L’accord de Genève, outil principal

Mais la démarche la plus importante, comme l’explique Ahmad Réfaat, professeur de droit international à l’Université du Caire, c’est l’adhésion de la Palestine à la Convention de Genève, qui se rapporte aux guerres et à l’occupation militaire. Le gouvernement suisse, dépositaire de la Convention, vient finalement d’autoriser l’adhésion de l’Autorité palestinienne après une tentative ratée qui date de vingt-cinq ans. C’était le 21 juin 1989, la Berne fédérale avait reçu, de la part de l’Organisation de libération de la Palestine, une demande d’adhésion de « l’Etat Palestinien » aux Conventions de Genève. Mais cette demande a été rejetée pour « incertitude au sein de la communauté internationale quant à l’existence ou non d’un Etat de Palestine ». « Aujourd’hui, avec cette adhésion, la Palestine aura le statut d’un pays occupé. Le principal instrument applicable dans les Territoires palestiniens serait la quatrième Convention de Genève, qui définit les droits en temps de guerre et les conditions humanitaires qui doivent être respectées en temps de conflits, comme l’interdiction des colonies et les droits des prisonniers », dit Réfaat.

L’une des normes les plus importantes est celle qui interdit les « colonies de peuplement » dans l’article 49, stipulant que « la force occupante ne peut pas procéder à la déportation ou au transfert d’une partie de la population civile dans le territoire occupé par elle ». Israël ne reconnaît pas ce texte juridiquement applicable dans le contexte des territoires de 1967.
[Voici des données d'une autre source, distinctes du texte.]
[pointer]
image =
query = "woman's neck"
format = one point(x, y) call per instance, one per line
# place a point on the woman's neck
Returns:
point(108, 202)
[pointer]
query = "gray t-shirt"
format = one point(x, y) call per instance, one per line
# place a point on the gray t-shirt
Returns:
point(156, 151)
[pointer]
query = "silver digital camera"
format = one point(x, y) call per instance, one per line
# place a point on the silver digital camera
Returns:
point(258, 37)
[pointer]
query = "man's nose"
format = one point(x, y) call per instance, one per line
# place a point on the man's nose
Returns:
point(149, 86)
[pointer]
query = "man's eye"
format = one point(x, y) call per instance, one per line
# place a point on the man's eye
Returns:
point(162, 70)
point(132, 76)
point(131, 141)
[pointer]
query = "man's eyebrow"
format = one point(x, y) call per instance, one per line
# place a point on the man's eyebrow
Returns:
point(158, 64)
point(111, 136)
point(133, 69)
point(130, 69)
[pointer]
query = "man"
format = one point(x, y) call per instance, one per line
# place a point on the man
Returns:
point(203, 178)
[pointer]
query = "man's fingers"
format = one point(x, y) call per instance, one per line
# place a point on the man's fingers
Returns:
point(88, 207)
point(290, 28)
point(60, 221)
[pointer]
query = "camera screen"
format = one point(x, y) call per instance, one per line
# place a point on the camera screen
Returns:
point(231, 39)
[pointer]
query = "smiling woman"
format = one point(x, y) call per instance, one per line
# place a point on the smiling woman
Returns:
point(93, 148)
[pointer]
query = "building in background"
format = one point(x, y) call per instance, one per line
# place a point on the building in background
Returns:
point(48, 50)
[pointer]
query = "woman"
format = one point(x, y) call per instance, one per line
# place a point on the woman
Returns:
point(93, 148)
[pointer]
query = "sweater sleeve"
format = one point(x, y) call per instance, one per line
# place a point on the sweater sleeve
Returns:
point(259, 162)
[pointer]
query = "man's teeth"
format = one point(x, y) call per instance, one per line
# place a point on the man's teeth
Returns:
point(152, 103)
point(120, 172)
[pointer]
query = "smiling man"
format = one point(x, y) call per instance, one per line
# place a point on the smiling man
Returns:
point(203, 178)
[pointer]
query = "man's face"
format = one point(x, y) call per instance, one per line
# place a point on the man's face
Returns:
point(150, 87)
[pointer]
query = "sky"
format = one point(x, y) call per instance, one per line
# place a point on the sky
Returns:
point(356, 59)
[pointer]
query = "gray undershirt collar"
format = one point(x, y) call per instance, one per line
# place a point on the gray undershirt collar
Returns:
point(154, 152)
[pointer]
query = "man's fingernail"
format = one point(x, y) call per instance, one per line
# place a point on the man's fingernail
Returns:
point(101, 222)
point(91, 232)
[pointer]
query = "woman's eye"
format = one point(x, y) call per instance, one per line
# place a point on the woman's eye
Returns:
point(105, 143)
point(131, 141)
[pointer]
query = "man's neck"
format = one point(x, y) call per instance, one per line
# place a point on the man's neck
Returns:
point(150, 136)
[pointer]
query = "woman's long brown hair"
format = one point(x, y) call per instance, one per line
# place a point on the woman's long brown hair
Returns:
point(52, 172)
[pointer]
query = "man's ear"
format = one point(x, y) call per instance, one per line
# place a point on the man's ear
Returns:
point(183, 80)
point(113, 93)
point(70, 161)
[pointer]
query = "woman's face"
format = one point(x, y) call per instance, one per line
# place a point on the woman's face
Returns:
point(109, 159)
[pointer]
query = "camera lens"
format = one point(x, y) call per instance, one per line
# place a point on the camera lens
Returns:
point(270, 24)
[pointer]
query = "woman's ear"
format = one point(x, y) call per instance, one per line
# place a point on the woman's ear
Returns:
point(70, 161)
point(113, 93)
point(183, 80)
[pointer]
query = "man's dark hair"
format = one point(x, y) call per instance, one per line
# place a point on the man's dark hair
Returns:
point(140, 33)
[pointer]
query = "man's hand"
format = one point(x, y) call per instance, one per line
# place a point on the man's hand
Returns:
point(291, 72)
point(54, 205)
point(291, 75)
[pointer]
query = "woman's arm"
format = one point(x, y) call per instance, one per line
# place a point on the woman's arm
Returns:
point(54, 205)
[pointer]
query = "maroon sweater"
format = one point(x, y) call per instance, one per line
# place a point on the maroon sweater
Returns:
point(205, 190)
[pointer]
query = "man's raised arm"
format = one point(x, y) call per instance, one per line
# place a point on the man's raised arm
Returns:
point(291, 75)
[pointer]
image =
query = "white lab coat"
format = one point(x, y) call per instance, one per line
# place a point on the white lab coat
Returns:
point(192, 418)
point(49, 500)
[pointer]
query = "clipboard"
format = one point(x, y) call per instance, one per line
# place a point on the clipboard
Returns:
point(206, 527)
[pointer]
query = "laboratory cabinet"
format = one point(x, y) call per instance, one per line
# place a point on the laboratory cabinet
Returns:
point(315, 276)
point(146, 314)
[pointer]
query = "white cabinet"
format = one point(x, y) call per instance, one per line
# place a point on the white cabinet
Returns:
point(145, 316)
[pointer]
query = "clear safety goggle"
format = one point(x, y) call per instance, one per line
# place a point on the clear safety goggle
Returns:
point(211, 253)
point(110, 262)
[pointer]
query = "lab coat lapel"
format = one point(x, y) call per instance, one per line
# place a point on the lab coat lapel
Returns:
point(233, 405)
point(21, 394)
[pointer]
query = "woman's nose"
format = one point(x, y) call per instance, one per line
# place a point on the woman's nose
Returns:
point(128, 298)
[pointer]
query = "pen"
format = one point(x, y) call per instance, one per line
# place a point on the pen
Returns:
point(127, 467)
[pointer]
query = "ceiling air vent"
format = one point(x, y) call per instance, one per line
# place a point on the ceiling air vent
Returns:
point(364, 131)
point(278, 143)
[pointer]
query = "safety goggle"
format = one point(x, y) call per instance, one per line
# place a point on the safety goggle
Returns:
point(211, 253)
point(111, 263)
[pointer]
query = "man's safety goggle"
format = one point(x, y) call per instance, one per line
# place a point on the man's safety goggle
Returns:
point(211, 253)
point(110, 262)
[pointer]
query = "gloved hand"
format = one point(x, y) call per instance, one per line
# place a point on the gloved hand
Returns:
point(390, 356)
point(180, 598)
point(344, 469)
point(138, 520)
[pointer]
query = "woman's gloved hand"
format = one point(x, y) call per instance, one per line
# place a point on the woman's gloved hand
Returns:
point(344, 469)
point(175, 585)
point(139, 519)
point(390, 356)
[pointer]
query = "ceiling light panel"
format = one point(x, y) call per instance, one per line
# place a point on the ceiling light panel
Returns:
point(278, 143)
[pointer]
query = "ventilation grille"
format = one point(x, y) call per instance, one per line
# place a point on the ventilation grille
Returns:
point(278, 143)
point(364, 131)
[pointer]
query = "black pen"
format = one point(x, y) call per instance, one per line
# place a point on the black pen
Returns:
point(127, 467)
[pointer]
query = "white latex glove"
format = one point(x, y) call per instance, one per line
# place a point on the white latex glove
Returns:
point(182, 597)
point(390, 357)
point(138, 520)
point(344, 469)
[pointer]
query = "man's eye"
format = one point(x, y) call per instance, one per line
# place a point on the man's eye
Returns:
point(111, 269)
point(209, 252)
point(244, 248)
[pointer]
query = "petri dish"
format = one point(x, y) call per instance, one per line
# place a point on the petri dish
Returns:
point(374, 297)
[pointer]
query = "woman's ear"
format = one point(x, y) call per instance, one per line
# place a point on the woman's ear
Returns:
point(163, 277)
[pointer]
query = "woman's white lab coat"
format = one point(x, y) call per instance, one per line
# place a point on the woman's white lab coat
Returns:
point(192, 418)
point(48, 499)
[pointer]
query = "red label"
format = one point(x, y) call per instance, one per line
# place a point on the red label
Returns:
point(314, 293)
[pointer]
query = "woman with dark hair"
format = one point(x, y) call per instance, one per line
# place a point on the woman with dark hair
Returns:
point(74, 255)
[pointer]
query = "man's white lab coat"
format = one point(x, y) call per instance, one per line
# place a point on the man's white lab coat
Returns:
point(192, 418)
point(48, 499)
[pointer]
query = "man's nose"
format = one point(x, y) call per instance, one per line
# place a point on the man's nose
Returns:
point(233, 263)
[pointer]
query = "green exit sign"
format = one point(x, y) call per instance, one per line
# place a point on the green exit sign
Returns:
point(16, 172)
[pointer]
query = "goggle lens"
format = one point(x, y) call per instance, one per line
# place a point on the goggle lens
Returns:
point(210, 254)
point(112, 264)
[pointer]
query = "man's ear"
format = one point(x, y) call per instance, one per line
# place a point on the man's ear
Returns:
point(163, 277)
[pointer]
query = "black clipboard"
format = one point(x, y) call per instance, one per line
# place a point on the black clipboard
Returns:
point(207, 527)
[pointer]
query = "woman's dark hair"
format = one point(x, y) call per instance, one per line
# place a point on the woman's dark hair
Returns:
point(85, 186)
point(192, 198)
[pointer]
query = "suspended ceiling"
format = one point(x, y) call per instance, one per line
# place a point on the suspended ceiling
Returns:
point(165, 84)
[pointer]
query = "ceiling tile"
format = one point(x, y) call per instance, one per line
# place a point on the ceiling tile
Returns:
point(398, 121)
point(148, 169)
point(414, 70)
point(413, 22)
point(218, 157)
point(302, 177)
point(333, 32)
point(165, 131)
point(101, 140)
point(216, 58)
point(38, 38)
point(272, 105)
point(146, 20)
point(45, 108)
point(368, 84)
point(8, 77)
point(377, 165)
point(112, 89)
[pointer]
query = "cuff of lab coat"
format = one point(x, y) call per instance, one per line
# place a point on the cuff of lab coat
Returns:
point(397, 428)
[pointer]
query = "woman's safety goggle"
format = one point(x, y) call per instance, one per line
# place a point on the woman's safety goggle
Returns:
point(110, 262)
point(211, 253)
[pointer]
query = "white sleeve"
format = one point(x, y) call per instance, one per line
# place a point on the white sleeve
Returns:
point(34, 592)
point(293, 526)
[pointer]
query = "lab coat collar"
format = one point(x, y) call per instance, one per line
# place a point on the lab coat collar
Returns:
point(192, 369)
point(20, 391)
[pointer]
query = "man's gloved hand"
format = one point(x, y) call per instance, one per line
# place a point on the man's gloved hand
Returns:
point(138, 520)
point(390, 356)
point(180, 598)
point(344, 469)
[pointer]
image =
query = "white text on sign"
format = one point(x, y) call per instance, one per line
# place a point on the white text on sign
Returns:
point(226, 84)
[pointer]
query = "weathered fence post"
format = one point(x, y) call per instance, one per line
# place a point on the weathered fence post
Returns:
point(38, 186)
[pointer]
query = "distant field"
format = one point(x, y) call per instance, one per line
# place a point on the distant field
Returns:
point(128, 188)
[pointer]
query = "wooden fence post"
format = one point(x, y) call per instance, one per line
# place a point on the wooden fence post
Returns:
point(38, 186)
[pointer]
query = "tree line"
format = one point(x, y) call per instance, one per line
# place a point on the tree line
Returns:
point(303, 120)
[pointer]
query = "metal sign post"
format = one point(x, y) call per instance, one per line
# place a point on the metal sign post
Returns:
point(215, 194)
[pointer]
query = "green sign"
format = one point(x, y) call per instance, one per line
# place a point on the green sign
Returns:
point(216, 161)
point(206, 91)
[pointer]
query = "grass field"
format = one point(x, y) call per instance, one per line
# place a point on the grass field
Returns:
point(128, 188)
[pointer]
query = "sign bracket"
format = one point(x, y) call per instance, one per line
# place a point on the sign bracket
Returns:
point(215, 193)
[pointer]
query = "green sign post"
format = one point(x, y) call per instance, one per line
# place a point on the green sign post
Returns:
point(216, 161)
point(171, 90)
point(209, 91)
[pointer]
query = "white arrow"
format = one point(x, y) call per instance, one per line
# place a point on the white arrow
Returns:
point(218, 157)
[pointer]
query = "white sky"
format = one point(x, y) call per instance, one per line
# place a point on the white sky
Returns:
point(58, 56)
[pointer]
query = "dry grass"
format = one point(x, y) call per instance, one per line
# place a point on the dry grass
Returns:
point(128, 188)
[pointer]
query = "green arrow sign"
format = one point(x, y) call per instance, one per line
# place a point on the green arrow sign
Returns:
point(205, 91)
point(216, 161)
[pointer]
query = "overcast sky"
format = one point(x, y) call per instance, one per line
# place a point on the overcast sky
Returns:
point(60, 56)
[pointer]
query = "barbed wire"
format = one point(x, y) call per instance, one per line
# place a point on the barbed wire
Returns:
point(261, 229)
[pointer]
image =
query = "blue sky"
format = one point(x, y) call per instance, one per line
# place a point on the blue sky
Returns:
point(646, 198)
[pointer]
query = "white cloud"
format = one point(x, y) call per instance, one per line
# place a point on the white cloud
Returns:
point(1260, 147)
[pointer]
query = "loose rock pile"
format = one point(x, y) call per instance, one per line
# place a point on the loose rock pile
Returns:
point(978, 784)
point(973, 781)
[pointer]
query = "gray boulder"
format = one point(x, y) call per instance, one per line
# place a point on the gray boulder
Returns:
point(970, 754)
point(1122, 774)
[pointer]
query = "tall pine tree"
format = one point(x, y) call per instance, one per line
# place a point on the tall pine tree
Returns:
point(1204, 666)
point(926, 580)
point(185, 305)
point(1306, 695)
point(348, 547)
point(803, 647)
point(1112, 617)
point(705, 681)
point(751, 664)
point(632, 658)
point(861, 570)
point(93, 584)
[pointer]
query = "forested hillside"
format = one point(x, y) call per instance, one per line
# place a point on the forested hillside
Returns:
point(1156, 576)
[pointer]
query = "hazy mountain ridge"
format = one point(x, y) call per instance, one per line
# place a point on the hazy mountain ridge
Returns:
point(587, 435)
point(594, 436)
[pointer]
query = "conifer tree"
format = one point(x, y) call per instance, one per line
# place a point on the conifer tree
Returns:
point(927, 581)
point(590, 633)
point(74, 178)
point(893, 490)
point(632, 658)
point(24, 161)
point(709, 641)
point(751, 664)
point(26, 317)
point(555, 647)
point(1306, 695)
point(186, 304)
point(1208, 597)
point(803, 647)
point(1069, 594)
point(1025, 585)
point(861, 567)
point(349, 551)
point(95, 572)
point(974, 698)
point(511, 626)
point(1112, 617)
Les prisonniers palestiniens dans les geôles d’Israël deviennent alors en vertu de cette convention des « prisonniers de guerre », et l’Etat occupant ne peut pas leur infliger une détention illégale, la torture ou les traitements inhumains. Appliquer les textes de ces traités pour qu’ils servent d’instrument juridique face aux violations israéliennes dépendra dans les jours à venir de la volonté politique de l’Autorité palestinienne. Pour Gomaa, Abou-Mazen n’est pas encore prêt à le faire à l’heure actuelle. Il laisse la porte entrouverte à l’option des négociations, pour ne pas susciter le mécontentement des Etats-Unis. La preuve, comme avance Gomaa, c’est que l’Autorité palestinienne a reporté son adhésion au Statut de Rome qui a créé la Cour pénale internationale, qui aurait permis aux Palestiniens de déposer plainte contre Israël. « L’adhésion aux traités internationaux est considérée par l’Autorité palestinienne comme une mesure tactique pour améliorer les conditions des négociations avec Israël et non pas comme une nouvelle stratégie visant à transférer totalement le dossier des négociations aux Nations-Unies pour être régi par le droit international », conclut Gomaa.